About $1.4 billion in redevelopment funds for low- and moderate-income housing would continue to be spent for those purposes under legislation approved today by the Assembly.
Assembly Speaker John A. Pérez crafted the legislation, Assembly Bill 1585, to help ease the transition in the wake of last year's decision to dissolve local redevelopment agencies in capturing funding for state coffers.
AB 1585 was approved by the Assembly, 56-7, receiving two more votes than the supermajority required for passage as an urgency measure.
Five Republicans bucked their GOP colleagues to vote yes: Cameron Smyth of Santa Clarita, Nathan Fletcher of San Diego, Katcho Achadjian of San Luis Obispo, Jeff Miller of Corona, and Kevin Jeffries of Lake Elsinore.
Perez's bill would take effect immediately if passed by the Senate and signed by Gov.
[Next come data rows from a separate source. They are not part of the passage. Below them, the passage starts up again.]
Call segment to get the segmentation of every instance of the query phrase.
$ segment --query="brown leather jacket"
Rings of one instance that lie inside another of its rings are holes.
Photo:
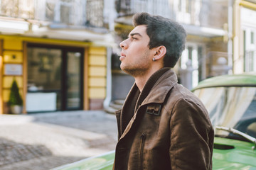
[[[214,132],[208,112],[177,84],[171,69],[158,79],[122,135],[120,113],[113,169],[212,169]]]

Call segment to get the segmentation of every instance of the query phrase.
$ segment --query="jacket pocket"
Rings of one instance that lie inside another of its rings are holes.
[[[139,147],[139,170],[142,170],[143,164],[143,149],[146,140],[146,133],[143,133],[140,137]]]

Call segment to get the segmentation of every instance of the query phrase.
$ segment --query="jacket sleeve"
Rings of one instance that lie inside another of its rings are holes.
[[[211,169],[213,128],[204,106],[180,99],[170,120],[171,169]]]

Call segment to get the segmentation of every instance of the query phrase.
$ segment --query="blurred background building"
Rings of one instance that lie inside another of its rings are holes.
[[[0,6],[2,113],[14,79],[24,113],[119,108],[134,79],[119,69],[118,45],[137,12],[184,26],[186,47],[174,70],[188,89],[256,72],[256,1],[0,0]]]

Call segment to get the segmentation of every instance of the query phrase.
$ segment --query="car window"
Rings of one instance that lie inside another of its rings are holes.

Jerry Brown.
A key element of AB 1585 would transfer balances in redevelopment low- and moderate-income housing funds to local housing agencies to be spent for affordable housing.
The bill provides an incentive for local government to allocate the housing funds relatively quickly: 80 percent of the money must be committed within two years and spent within four years.
Funds that remain uncommitted after four years must be transferred to the state Department of Housing and Community Development for use on low-income housing programs in the county from which they came.
Absent AB 1585 - or similar legislation -- the $1.4 billion would be spent on other local government services as redevelopment agencies dissolve, according to a legislative analysis of the bill.
Pérez's measure now goes to the Senate.
* Corrected at 5:10 p.m. to show that five Republicans voted yes, not four. The fifth was Kevin Jeffries of Lake Elsinore.